There are some nasty hacks in write_cache_pages(), which Linus has
(correctly) characterized as vile. I've just copied it into
write_cache_pages_da(), without trying to clean those bits up lest I
break something in the ext4's delalloc implementation, which is a bit
fragile right now. This will allow Dave Chinner to clean up
write_cache_pages() in mm/page-writeback.c, without worrying about
breaking ext4. Eventually write_cache_pages_da() will go away when I
rewrite ext4's delayed allocation and create a general
ext4_writepages() which is used for all of ext4's writeback. Until
now this is the lowest risk way to clean up the core
write_cache_pages() function.
Signed-off-by: "Theodore Ts'o" <tytso@mit.edu>
Cc: Dave Chinner <david@fromorbit.com>
---
fs/ext4/inode.c | 141 ++++++++++++++++++++++++++++++++++++++++++++++---------
1 files changed, 119 insertions(+), 22 deletions(-)

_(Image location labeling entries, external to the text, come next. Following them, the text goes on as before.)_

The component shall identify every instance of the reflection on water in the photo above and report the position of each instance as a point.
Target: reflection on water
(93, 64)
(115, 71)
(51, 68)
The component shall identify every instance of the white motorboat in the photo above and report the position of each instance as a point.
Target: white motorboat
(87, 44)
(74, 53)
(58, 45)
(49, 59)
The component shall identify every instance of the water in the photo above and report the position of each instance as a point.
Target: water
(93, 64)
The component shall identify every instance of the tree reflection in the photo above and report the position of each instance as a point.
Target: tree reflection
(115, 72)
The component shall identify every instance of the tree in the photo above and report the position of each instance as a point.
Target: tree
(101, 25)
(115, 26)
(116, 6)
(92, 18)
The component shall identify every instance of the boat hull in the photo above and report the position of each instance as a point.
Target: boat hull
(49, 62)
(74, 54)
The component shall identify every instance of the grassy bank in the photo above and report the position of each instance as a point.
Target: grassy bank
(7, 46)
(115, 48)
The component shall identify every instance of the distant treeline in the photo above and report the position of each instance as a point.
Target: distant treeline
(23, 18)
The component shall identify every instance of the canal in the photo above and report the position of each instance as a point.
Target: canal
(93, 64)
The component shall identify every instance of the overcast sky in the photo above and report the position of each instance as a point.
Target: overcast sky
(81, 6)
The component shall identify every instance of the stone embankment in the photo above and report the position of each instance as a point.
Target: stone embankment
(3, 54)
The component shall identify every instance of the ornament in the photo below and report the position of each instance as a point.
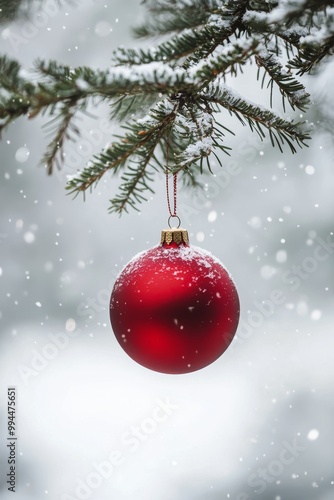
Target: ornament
(174, 308)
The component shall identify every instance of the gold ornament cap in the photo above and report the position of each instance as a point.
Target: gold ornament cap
(176, 235)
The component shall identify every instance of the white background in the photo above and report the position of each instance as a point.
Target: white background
(227, 424)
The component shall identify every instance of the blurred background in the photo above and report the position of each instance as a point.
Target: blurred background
(258, 423)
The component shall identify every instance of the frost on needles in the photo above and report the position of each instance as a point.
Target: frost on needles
(176, 91)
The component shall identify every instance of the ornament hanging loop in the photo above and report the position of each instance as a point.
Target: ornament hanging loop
(172, 212)
(174, 217)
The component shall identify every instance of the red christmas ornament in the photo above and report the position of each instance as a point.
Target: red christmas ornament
(174, 308)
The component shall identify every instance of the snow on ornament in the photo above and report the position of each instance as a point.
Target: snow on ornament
(174, 308)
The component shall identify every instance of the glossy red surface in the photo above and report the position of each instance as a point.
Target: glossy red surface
(174, 309)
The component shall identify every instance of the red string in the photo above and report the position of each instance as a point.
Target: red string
(172, 213)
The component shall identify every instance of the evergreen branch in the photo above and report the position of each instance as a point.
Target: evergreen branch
(257, 118)
(64, 130)
(290, 88)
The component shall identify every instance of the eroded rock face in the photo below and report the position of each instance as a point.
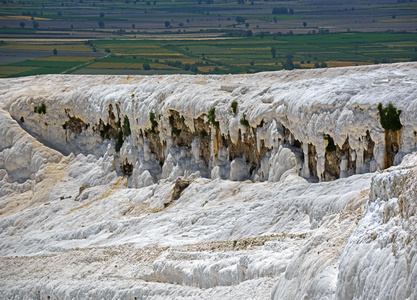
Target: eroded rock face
(137, 205)
(330, 132)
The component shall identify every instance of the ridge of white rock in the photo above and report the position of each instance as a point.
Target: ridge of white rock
(129, 187)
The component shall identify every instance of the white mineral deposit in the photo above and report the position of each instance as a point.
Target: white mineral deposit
(155, 187)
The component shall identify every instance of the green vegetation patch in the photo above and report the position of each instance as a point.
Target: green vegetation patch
(389, 117)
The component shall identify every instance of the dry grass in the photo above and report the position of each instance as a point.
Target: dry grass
(333, 64)
(137, 66)
(10, 70)
(109, 65)
(400, 20)
(76, 47)
(66, 58)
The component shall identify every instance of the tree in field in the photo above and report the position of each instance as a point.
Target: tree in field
(273, 52)
(280, 11)
(240, 19)
(288, 64)
(194, 69)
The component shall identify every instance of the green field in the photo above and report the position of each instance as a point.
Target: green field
(218, 56)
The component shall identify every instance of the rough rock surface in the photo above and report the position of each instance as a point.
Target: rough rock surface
(133, 187)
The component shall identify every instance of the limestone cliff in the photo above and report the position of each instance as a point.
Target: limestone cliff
(134, 187)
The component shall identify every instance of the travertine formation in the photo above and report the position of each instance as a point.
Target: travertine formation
(239, 186)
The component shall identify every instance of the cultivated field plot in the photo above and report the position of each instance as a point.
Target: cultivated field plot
(208, 56)
(267, 53)
(19, 60)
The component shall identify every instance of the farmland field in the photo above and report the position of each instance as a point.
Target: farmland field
(207, 37)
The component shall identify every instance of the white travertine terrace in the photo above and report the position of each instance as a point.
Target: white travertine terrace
(172, 214)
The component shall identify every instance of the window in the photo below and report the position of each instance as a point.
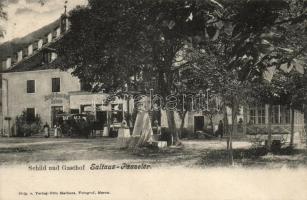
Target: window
(56, 85)
(30, 86)
(252, 116)
(284, 115)
(30, 114)
(261, 115)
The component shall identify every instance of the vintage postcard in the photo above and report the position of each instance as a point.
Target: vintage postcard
(153, 99)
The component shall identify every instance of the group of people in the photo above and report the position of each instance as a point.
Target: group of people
(57, 131)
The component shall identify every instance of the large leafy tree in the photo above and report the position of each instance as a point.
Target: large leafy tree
(252, 37)
(112, 41)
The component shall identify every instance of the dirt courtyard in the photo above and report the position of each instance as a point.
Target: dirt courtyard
(193, 153)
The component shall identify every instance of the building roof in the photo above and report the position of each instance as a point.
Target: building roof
(7, 49)
(36, 60)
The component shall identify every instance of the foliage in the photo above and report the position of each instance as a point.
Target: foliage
(3, 15)
(26, 127)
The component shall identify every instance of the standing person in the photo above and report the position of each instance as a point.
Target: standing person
(56, 134)
(221, 128)
(46, 130)
(156, 130)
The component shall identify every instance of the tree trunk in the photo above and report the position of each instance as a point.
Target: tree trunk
(173, 139)
(211, 123)
(182, 123)
(233, 131)
(245, 111)
(226, 127)
(269, 141)
(292, 127)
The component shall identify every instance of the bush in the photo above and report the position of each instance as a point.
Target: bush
(26, 127)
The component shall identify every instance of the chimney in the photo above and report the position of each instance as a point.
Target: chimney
(25, 52)
(30, 49)
(40, 44)
(49, 38)
(19, 56)
(6, 63)
(58, 32)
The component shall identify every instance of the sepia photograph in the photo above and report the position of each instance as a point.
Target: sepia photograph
(153, 99)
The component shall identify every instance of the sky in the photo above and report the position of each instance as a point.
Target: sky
(26, 16)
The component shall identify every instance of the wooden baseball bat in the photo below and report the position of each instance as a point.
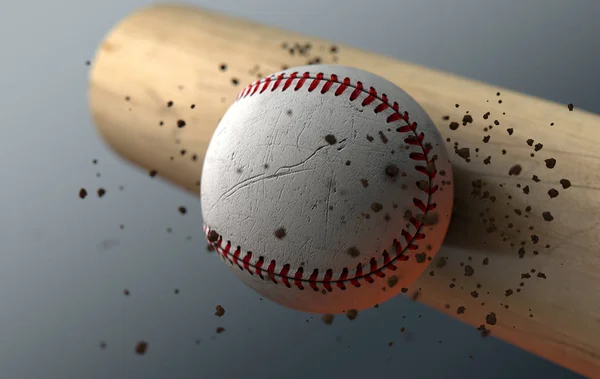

diff --git a/fs/ext4/inode.c b/fs/ext4/inode.c
index 6aa0442..830336d 100644
--- a/fs/ext4/inode.c
+++ b/fs/ext4/inode.c
@@ -2426,17 +2426,6 @@ static int __mpage_da_writepage(struct page *page,
struct buffer_head *bh, *head;
sector_t logical;
- if (mpd->io_done) {
- /*
- * Rest of the page in the page_vec
- * redirty then and skip then. We will
- * try to write them again after
- * starting a new transaction
- */
- redirty_page_for_writepage(wbc, page);
- unlock_page(page);
- return MPAGE_DA_EXTENT_TAIL;
- }
/*
* Can we merge this page to current extent?
*/
@@ -2831,6 +2820,124 @@ static int ext4_da_writepages_trans_blocks(struct inode *inode)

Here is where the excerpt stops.